Cash App Nick Entin Jan 23, 2020

Improving Animations on iOS with Stagehand

Article Summary

Cash App just open-sourced Stagehand, their solution to a problem that's plagued iOS developers since 2008: building animations shouldn't feel like archaeology.

Nick Entin from Cash App traces the messy evolution of iOS animation APIs (from CoreAnimation's stringly-typed key paths to UIKit blocks) and introduces their modern Swift framework that finally brings compile-time safety and composability to animation development.

Key Takeaways

Critical Insight

Cash App's Stagehand framework brings modern Swift patterns to iOS animations with compile-time safety, composability, and visual snapshot testing built in.

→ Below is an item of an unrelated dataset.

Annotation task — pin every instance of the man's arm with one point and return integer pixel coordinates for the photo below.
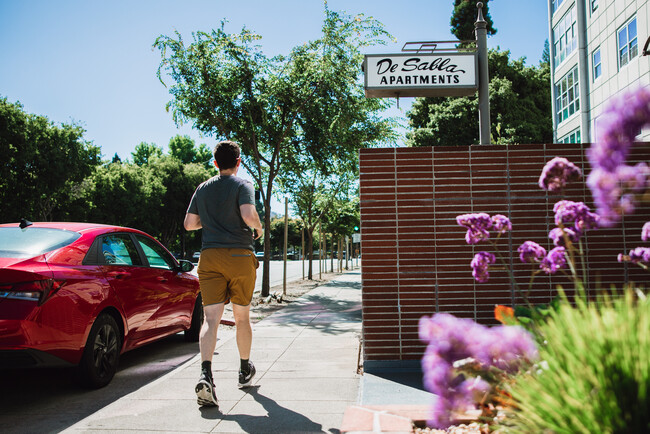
(192, 222)
(252, 219)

The demo app shows how Cash App uses this internally for screen transitions, and the testing approach could change how teams prevent animation regressions.

About This Article

Problem

iOS animation APIs haven't changed much since iOS 4.0. Developers end up picking between UIKit's block-based approach and CoreAnimation's stringly-typed key paths. These two don't work well together when you need complex animations.

Solution

Nick Entin's team at Cash App built Stagehand with Swift generics and protocol conformance. It lets you animate any type, not just views and layers. Type safety comes from key path-based keyframe definitions.

Impact

Stagehand uses snapshot testing to generate animated GIFs of entire animations. This catches animation regressions by letting you visually verify how animations behave when code changes.